Uma das saídas apontadas pelo Sindicato Nacional dos Auditores Fiscais da Receita Federal do Brasil (Sindifisco) é a taxação de dividendos. O órgão calcula que a medida pode gerar de R$ 50 bilhões a R$ 80 bilhões de arrecadação por ano. “O que o ministro Guedes diz quando propõe o fim das deduções do IR é ‘vamos tirar da classe média para financiar os mais pobres’. Não está correto, porque a classe média assalariada já paga muito imposto”, disse o presidente da Sindifisco, Kleber Cabral.
O Renda Brasil visa garantir uma renda básica superior aos R$ 190 que hoje são pagos pelo Bolsa Família para os pouco mais de 19 milhões de brasileiros cadastrados no programa, e incluir até 8 milhões de “invisíveis” encontrados com o auxílio emergencial de R$ 600. O programa pode custar R$ 97 bilhões por ano, caso o valor do benefício seja de R$ 300, segundo economistas ouvidos pelo Correio. E é a aposta de Bolsonaro para pavimentar a reeleição.
O senador Marcio Bittar (MDB-AC) pretende incluir o Renda Brasil na medida legislativa que deve fundir duas propostas de emenda à constituição (PECs): a do Pacto Federativo e PEC Emergencial. Esta última prevê uma série de “gatilhos”, mecanismos automáticos de corte de despesas que seriam acionados caso haja risco de descumprimento do teto de gastos. Contudo, isso exigirá muita negociação com o Congresso e uma campanha de convencimento da sociedade, alertam analistas. Bittar também será o relator do Orçamento, que precisa ser enviado pelo Executivo ao Legislativo até o dia 31.
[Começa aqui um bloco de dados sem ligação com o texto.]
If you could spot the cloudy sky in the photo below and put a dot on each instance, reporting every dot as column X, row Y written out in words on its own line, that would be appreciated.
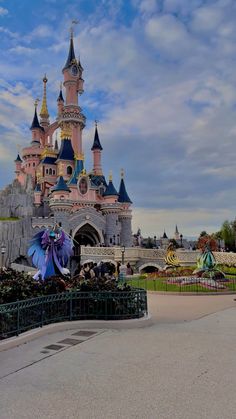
column 160, row 76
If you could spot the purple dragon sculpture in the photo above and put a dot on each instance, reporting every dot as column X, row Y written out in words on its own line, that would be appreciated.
column 50, row 251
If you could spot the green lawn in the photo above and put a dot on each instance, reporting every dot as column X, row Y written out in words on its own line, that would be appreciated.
column 9, row 218
column 161, row 284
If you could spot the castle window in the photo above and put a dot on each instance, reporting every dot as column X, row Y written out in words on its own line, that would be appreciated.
column 69, row 170
column 83, row 186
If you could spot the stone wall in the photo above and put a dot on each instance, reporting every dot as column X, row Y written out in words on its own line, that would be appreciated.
column 15, row 201
column 15, row 235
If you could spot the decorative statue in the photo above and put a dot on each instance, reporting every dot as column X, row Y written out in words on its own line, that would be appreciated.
column 50, row 251
column 171, row 259
column 206, row 261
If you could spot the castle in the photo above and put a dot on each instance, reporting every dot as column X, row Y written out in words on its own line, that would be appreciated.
column 52, row 185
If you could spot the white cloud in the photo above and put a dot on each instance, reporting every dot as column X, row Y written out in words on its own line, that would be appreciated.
column 3, row 11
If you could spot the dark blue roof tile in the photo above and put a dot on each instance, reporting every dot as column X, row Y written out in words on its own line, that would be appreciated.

Em meio ao impasse dentro do governo e à falta de espaço no Orçamento, a Frente Parlamentar Mista em Defesa da Renda Básica chegou a apresentar uma proposta pela qual seria possível liberar cerca de R$ 120 bilhões do Orçamento por meio da revisão de programas, como o abono salarial, do remanejamento de recursos que hoje estão parados em fundos públicos e da revisão de benefícios fiscais. “Mostramos que existem várias fontes de financiamento disponíveis. Agora, passa por uma decisão política do governo”, avisou o vice-presidente da Frente, o senador Alessandro Vieira (Cidadania-SE).
Alessandra Ribeiro, sócia da Tendências Consultoria prevê aumento de 3,8 milhões de pessoas nas classes D e E devido à recessão provocada pela pandemia — com potencial de serem novos beneficiários do Renda Brasil. Ela demonstra preocupação com a dificuldade para o governo encontrar recursos para o novo programa. Segundo a economista, se Bolsonaro quer mais do que R$ 247, isso poderá gerar um custo adicional anual de R$ 30 bilhões a R$ 40 bilhões. “É um incremento de gastos permanente que torna o cumprimento do teto muito difícil já no ano que vem”, disse.